From a slice of cheddar melted on a burger to some grated parmesan sprinkled over a plate of pasta, cheese is one of those foods that makes other foods better - and it's delicious on its own too. But could we be relying on the old favourites too much?

Many chefs think so and in recent years, the popularity of the lesser-known members of the fromage family has been on the rise.

At this year's Empire Cheese Show - Canada's oldest display of both Canadian and international cheeses - it was the speciality products that took centre stage.

Wendy Gibbons, treasurer for the event, told Intelligencer that the array of cheeses on show included well known varieties, such as ricotta and goat cheese, as well as items that people may be less familiar with - like brie and quark.

"Specialities have now surpassed the cheddar section. [They] are becoming very popular," she added.

Of course, that doesn't mean that cheddar is dwindling in any way. In fact, Brad Reid, president of the Central Ontario Cheese Maker Association, noted that number of entries in the cheddar competition was up from last year.

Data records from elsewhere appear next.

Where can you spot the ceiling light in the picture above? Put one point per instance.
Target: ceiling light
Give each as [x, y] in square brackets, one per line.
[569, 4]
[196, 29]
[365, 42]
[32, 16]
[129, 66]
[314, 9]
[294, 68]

According to Technomic's MenuMonitor, cheddar is still the most popular cheese, featuring in 1,033 menu items. Restaurant Central reports that it's the most-used cheese on burgers and it's also a major element in most pizza and mac and cheese recipes.

Mozzarella is the second-most popular type of cheese. It's found in 733 menu items, while parmesan is number three with 559 mentions.

Opting for more unusual cheeses could help a menu stand out from the crowd - and that's just what many restaurants are doing. 

For example, The Works Gourmet Burger Bistro has eschewed cheddar for havarti on its Chicks Dig Bacon Burger. This Danish cheese has a mildly tart flavour and pairs well with the burger's deep-fried bacon-wrapped chicken breast. The dish also includes lettuce, tomato and an onion ring.

Brie is another top choice for inclusion on a burger - its low melting temperature and creamy texture can make for a decadent flavour. That's one of the reasons it was chosen for The Fabulous Las Vegas Burger at Toronto's Toma Burger. The sandwich also includes six ounces of Wagyu beef, truffle mayonnaise, caramelised onion, sprouts and flour de sel.

For pizza, asiago, havarti, feta and goats cheese are all ideal substitutions for the standard mozzarella, while mac and cheese can be dressed up with a variety of cheese flavours. 

Mac'n, a specialist macaroni and cheese restaurant in Toronto, combines white cheddar, pepper Monterey Jack and jalapeno havarti, then tops the pasta with extras like chicken, pad thai sauce, diced peanuts, bean sprouts, cilantro and green onions.

For anyone thinking of adding some new cheeses to a menu, it can help to know how to spot a good one.

"Regardless of what you're judging, there are basic criteria of what to look for in a cheese," said Evan Matte, who has been a judge at the Empire Cheese show for more than 40 years. These are texture, flavour and a cheese is not supposed to have any openness of bass holes.